The ASA recently published six rulings against major telecom firms. It follows the introduction of new Ofcom rules, effective from 17 January 2025, which ban mid-contract price increases linked to inflation.

Telecom providers have consistently faced increasing regulatory scrutiny, particularly at the point of sale and in their advertising, with a strong focus on consumer protection. The new Ofcom rules and ASA rulings serve as a reminder of the ongoing challenges.

Prior to the publication of the new Ofcom rules in July, telecom providers commonly included provisions in their contracts that permitted mid-contract prince increased tied to inflation. These terms had to be disclosed at the point of sale.

In practice, this usually involved direct references next to the monthly price, indicating the applicable consumer price index (CPI) or retail price index (RPI) from a specific month, along with an additional fixed percentage added by telecom providers. In recent years, with inflation soaring to substantial levels, customers frequently encountered significant price hikes during their contract periods for their telecom products.

This approach was defended as necessary to keep up with rising operational costs. However, it often led to consumer dissatisfaction due to unexpected price hikes during the contract period. Regulatory bodies like Ofcom and the ASA received numerous complaints about this practice, citing a lack of transparency and fairness.

Despite these issues, the practice remained widespread until the new regulations were introduced this summer.

The new Ofcom rules set out specific compliance requirements for telecom firms. Providers must ensure clear pricing information, clearly stating any in-contract increases in fixed monetary amounts at the point of sale. This includes in their advertising to consumers, displaying the total increase in price and not just the percentage amount of increase. This measure sets out to ensure that customers will know exactly how much their bills could increase during the contract period.

Any price rise terms must be prominently disclosed before the customer signs the contract. This includes during sales calls, in-store sales, and online transactions.
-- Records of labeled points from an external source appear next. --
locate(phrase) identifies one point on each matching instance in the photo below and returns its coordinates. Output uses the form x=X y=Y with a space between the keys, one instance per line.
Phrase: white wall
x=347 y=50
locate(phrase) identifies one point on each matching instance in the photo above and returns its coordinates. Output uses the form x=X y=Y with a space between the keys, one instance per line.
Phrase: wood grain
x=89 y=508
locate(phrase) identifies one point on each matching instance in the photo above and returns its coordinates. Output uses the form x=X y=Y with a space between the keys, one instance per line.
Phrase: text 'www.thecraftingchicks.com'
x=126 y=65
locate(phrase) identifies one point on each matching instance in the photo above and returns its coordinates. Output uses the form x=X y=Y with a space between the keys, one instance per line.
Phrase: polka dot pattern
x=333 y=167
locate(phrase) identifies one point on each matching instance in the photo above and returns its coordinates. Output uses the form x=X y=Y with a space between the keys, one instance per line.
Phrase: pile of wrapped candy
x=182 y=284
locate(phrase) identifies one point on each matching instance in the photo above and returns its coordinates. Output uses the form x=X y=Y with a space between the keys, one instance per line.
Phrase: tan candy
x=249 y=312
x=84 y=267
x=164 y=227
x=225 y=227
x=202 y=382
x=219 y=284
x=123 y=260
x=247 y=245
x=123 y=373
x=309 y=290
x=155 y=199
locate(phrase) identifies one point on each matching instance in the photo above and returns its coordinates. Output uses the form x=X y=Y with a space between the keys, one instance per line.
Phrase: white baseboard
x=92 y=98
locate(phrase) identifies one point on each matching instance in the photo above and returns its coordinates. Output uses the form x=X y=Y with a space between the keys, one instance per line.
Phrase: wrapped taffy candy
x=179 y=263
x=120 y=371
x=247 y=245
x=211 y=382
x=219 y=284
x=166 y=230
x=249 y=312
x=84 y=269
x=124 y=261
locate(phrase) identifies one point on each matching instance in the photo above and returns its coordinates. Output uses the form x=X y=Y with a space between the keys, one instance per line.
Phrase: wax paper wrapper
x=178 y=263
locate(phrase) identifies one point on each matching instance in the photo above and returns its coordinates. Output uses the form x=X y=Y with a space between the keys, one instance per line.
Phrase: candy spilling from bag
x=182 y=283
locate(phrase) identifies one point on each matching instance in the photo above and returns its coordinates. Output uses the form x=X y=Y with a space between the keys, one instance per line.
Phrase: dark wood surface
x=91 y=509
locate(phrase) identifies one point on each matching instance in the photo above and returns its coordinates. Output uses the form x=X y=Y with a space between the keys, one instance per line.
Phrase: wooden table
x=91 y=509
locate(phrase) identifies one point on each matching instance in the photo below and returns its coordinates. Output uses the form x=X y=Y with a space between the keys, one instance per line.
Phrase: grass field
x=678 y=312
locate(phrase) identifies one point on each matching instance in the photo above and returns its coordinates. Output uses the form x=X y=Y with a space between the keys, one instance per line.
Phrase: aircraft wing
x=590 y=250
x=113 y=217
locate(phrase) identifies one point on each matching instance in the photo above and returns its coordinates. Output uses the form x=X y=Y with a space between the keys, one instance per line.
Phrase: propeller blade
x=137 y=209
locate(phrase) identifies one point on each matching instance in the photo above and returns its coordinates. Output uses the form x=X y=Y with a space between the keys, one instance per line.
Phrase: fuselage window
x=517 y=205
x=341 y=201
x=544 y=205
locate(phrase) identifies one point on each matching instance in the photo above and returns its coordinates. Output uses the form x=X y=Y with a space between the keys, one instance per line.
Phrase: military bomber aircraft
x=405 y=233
Providers must also specify when any changes to the monthly price will occur, giving consumer a clear understanding of their financial commitments.

The blanket ban on inflation-linked or percentage-based increase terms in new contracts is designed to enhance transparency and enable consumers to make well informed decisions, thereby protecting them from unforeseen financial burdens and ensuring greater predictability in their monthly expenses

Despite the new Ofcom rules being applicable from next year, the ASA has recently issued six rulings against telecom providers for failing to comply with its last CAP guidance on mid-contract price increases from 2023.

The primary implication of these rulings is that telecom providers are already under regulatory scrutiny in relation to their mid-contract price increases, well ahead of the Ofcom deadline of January 2025. The requirement will become even more stringent when the Ofcom rules actually come into force, as the total increased price will also have to be displayed, not only the amount of the increase.

This will undoubtedly present significant challenges from an implementation perspective, as different products will inevitably have different increase amounts, with some plans experiencing multiple increases over the contract’s duration.

This represents yet another instance of heightened transparency requirements aimed at consumer protection, driven by regulatory initiatives. Ofcom and the ASA continually implement new rules to ensure consumers are adequately informed when making purchasing decisions and are shielded from unfair practices. These regulatory bodies seem to hold the view that clear and transparent information is essential for consumers to make well-informed decisions, especially in complex markets like telecommunications.

By mandating explicit disclosures and prohibiting ambiguous terms, regulators seek to mitigate the risk of unexpected financial burdens and enhance consumer trust. This proactive regulatory approach underscores a broader commitment to consumer rights and market fairness, ensuring that companies operate with integrity and accountability.